Open Telemetry (OTel) is a networking protocol that has been under development for four years and recently received a boost from F5 Inc. and Service Now. Cited as a protocol that will help advance the cause of observability, it's interesting to see where and how this protocol will develop over the coming months and years.
In the meantime, it got us thinking about network telemetry in general. What exactly is it? Is it related to network monitoring? Most importantly, how does it relate to Network Assurance?
Network telemetry concerns the collection, measurement and analysis of data related to the behavior and performance of the network. Telemetry gathers information on routers, switches, servers and applications to gain insights into how they function, and how data moves through them. To provide an analogy, network telemetry checks the network's pulse to track health and performance.
Hang on a second... This sounds an awful lot like network monitoring. Well, kind of yes.
Both monitoring and telemetry platforms provide information on network health and performance in real- (or near real-) time.
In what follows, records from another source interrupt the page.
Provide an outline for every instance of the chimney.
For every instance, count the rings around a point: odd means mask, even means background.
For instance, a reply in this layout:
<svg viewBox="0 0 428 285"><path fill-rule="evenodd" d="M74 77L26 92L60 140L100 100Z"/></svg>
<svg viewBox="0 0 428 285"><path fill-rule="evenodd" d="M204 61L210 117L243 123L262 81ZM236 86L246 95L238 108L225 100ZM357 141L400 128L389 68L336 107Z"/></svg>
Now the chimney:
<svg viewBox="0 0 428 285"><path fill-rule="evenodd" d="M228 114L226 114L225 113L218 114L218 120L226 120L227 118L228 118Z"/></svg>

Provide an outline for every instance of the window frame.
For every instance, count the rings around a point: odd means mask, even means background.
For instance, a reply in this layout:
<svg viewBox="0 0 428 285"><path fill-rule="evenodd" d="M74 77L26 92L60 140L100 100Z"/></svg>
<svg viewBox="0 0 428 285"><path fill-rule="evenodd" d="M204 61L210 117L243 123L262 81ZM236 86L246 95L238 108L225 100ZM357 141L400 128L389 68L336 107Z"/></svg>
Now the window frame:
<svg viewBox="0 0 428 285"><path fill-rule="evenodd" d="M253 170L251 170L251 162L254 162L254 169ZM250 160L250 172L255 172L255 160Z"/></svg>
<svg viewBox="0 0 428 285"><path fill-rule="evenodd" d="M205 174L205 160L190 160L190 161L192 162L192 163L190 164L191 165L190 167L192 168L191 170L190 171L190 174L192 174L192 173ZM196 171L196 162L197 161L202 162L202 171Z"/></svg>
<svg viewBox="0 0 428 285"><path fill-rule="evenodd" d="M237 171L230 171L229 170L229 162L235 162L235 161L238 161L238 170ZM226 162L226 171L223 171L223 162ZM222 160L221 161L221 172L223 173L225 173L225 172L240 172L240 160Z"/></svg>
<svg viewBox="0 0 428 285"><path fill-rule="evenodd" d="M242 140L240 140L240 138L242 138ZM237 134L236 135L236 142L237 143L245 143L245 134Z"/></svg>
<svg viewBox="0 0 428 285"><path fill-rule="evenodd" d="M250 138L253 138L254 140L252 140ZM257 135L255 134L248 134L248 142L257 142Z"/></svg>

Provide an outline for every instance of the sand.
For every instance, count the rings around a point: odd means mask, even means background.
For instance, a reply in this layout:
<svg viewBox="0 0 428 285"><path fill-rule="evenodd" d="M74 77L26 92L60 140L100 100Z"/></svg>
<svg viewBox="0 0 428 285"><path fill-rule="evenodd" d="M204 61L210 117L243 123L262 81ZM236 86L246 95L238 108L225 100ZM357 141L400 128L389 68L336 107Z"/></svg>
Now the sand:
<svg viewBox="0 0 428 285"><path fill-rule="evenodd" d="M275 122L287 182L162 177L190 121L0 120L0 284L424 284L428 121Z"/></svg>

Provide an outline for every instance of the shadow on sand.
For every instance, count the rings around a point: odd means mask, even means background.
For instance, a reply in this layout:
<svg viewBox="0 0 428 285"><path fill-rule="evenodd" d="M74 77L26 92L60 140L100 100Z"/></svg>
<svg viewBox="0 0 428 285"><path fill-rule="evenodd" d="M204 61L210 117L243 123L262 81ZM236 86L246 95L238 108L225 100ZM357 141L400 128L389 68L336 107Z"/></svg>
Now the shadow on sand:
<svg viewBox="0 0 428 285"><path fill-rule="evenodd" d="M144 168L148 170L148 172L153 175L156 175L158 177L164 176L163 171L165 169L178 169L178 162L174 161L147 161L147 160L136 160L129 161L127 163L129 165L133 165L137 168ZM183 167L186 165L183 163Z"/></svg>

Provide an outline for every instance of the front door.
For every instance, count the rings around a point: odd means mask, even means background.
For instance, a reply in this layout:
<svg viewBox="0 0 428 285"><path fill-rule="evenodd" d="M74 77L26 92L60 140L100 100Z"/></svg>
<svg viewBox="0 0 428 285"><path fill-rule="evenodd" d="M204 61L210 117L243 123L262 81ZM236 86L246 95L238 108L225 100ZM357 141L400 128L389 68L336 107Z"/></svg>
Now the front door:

Monitoring is a broader term that encompasses the overall observation of a network's performance, health and activity through pre-defined parameters, whereas telemetry refers to a more automated and continuous data collection process on more granular data like packet loss and latency.
The data collected by both monitoring and telemetry platforms is essentially the same, with the main distinction being that telemetry focuses on more granular details and data. Another difference is in how the data is presented in their respective platforms.
Network monitoring relies on a process called "polling" - a process where monitoring tools request data from network devices. This can unfortunately lead to visibility blind spots, specifically when issues occur during polling phases, as such issues can go undetected during this process.
Furthermore, polling can potentially disrupt activity in the resource being monitored. For example, a router passing traffic along an end-to-end path. When running a query asking for 1000 data points from said router, each request and data point is queried and extracted INDIVIDUALLY, with 1000 responses being sent from the router in return. This is clearly an inefficient process.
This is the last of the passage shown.